The Heisenberg spin chain is a canonical integrable model. As such, it features stable ballistically propagating quasiparticles, but spin transport is subballistic at any nonzero temperature: An initially localized spin fluctuation spreads in time t to a width t2/3. This exponent as well as the functional form of the dynamical spin correlation function suggest that spin transport is in the Kardar–Parisi–Zhang (KPZ) universality class. However, the full counting statistics of magnetization is manifestly incompatible with KPZ scaling.

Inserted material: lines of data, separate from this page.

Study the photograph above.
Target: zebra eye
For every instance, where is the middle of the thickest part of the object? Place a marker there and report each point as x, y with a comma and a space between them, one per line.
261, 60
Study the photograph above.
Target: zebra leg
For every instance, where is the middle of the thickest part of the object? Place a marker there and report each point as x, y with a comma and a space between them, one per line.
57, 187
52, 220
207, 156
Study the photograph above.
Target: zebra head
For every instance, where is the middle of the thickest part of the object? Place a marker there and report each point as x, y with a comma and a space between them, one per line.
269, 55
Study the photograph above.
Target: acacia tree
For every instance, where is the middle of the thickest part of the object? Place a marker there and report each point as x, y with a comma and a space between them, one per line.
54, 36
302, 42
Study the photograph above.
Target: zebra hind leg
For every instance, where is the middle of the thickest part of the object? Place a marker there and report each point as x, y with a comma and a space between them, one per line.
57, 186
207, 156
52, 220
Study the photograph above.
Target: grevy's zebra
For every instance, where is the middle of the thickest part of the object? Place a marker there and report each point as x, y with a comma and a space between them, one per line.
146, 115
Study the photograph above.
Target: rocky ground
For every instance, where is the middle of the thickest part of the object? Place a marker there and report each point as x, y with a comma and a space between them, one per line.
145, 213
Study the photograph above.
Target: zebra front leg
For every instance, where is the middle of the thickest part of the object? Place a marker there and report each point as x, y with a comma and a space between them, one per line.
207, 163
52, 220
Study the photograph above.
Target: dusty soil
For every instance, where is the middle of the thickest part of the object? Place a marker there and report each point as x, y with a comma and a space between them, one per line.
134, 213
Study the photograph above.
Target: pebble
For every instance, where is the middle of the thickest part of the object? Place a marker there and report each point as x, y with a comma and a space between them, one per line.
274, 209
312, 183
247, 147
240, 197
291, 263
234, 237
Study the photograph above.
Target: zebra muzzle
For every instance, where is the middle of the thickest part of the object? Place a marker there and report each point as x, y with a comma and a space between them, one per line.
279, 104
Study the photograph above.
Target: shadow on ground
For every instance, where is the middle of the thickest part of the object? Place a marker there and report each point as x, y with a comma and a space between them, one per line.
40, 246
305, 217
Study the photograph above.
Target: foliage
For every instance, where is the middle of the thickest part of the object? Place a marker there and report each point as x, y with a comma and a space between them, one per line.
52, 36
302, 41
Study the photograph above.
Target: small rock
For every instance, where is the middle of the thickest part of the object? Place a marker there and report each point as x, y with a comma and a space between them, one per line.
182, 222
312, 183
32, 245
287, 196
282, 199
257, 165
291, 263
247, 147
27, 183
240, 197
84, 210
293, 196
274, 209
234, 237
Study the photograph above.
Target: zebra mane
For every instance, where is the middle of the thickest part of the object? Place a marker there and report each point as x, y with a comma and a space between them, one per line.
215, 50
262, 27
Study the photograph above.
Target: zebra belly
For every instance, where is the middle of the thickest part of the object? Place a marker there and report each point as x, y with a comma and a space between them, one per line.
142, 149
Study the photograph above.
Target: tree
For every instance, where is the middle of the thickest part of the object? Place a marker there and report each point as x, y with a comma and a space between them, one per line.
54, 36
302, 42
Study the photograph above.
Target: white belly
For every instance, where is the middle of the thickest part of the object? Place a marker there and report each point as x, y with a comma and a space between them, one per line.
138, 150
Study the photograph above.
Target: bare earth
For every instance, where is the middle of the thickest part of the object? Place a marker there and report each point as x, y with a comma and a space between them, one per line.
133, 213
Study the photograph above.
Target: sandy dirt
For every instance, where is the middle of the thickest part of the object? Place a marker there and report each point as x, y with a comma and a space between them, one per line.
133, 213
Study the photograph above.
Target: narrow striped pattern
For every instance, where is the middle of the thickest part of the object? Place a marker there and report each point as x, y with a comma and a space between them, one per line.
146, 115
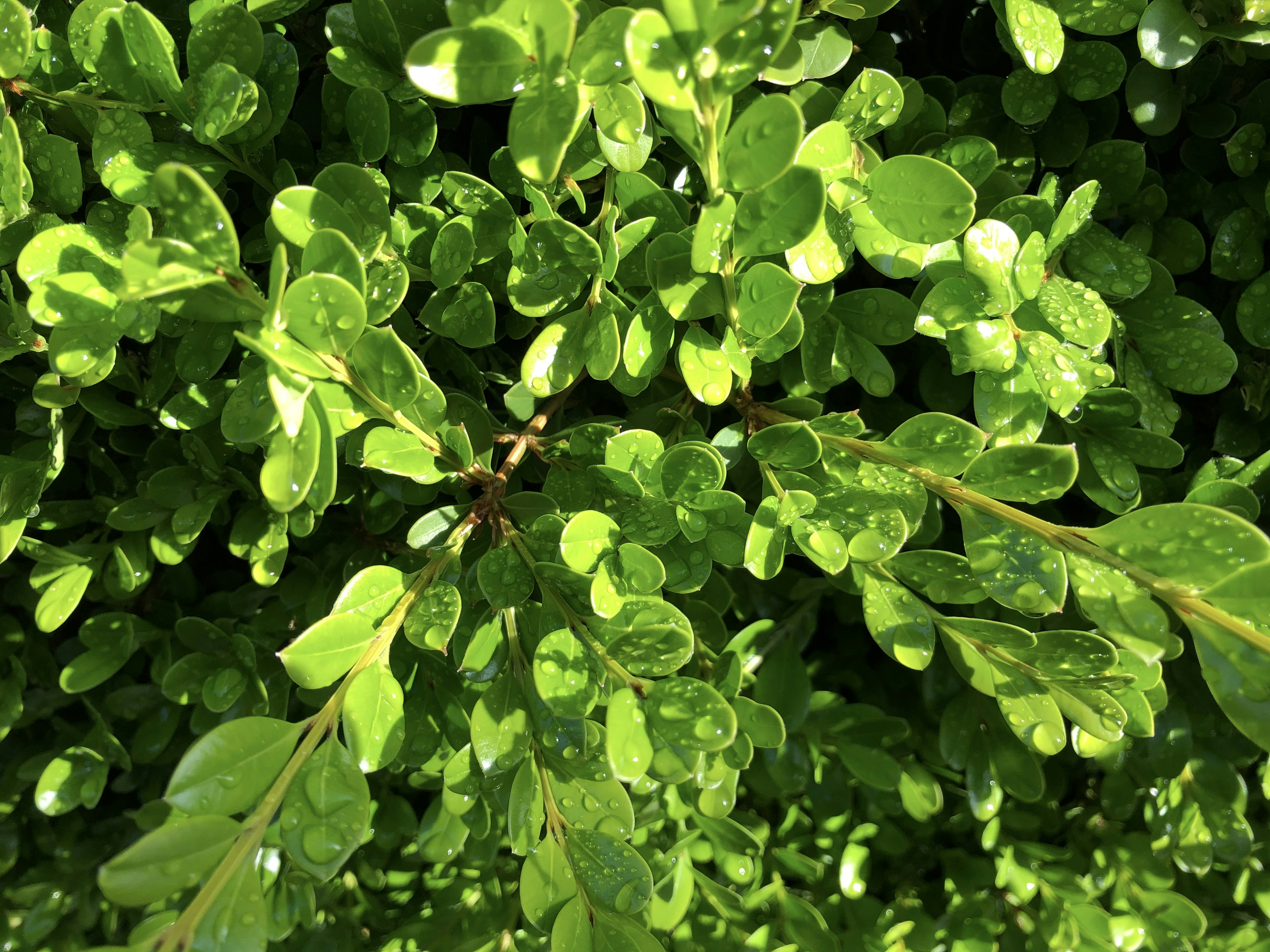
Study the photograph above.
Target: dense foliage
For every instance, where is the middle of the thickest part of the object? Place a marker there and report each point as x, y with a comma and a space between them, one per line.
651, 527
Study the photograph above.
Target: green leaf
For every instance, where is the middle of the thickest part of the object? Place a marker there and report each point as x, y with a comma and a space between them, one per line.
1022, 473
1167, 35
544, 122
167, 860
227, 33
780, 215
900, 624
478, 64
1015, 568
938, 442
327, 649
657, 61
369, 125
16, 46
761, 144
324, 313
792, 446
325, 812
548, 884
374, 716
562, 674
628, 743
872, 103
232, 767
1193, 545
691, 714
921, 200
704, 367
614, 875
435, 616
501, 727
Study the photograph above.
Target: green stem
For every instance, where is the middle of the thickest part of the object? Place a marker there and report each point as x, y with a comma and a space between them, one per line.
68, 97
606, 206
181, 935
709, 166
576, 624
345, 374
1182, 598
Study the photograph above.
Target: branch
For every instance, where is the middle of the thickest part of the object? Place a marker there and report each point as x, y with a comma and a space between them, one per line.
1182, 598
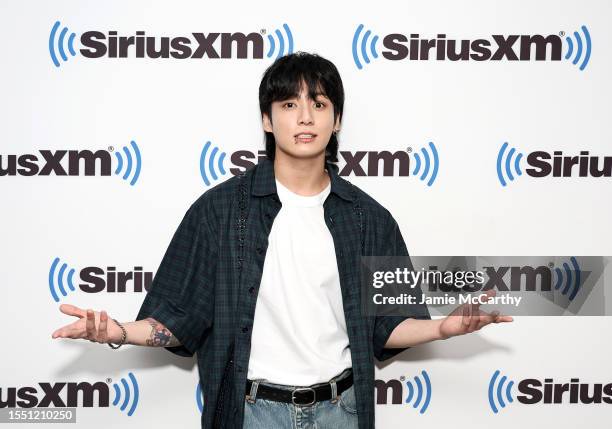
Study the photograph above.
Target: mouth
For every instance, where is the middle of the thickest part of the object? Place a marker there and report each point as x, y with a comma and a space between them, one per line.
304, 137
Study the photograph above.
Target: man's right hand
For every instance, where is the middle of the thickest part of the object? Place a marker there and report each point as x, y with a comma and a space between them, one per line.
92, 325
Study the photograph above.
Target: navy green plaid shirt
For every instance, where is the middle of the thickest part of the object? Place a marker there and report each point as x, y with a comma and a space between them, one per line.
205, 292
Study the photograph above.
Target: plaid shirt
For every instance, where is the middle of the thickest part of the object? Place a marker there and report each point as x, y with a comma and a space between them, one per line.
206, 287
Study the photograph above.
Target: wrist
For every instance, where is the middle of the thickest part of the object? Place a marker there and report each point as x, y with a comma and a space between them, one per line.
439, 329
121, 336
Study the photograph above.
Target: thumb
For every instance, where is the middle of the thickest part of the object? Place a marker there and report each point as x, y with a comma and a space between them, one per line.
72, 310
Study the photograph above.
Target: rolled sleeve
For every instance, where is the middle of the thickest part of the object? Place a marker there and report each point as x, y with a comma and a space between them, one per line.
181, 294
393, 245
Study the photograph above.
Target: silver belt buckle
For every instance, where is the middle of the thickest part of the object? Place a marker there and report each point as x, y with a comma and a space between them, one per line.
314, 395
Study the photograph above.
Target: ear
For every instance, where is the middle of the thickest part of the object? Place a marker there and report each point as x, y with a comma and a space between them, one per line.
337, 124
267, 124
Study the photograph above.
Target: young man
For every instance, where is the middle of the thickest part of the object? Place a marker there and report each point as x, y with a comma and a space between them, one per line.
261, 277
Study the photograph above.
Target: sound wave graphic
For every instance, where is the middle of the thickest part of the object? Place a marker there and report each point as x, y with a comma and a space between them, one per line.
507, 164
497, 391
360, 47
281, 42
572, 282
59, 277
199, 398
431, 162
126, 393
60, 43
423, 392
207, 163
580, 47
131, 162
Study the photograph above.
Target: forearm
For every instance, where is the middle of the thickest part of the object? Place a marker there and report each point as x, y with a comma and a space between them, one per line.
149, 332
412, 332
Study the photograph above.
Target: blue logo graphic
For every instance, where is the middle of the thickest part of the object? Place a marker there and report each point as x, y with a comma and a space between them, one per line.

A simple two-mode hydrodynamic description, derivable from microscopic principles, captures both the KPZ scaling of the correlation function and the coarse features of the full counting statistics, but remains to be numerically validated. These results generalize to any integrable spin chain invariant under a continuous nonabelian symmetry and are surprisingly robust against moderately strong integrability-breaking perturbations that respect the nonabelian symmetry.

中文翻译：

---

来自几乎可积系统中 Nonabelian 对称性的超扩散


Heisenberg 自旋链是一个规范的可积模型。因此，它具有稳定的弹道传播准粒子，但在任何非零温度下，自旋传输都是亚弹道的：最初局部的自旋波动在时间 t 中传播到宽度 t2/3。该指数以及动态自旋相关函数的函数形式表明自旋传输属于 Kardar-Parisi-Zhang （KPZ） 普遍性类。然而，磁化强度的全计数统计显然与 KPZ 缩放不兼容。从微观原理推导出一个简单的双模态流体动力学描述，既捕获了相关函数的 KPZ 缩放，也捕获了完整计数统计的粗略特征，但仍有待数值验证。这些结果推广到连续非阿贝尔对称性下的任何可积自旋链不变性，并且对尊重非阿贝尔对称性的中等强度的可积性破坏扰动具有惊人的鲁棒性。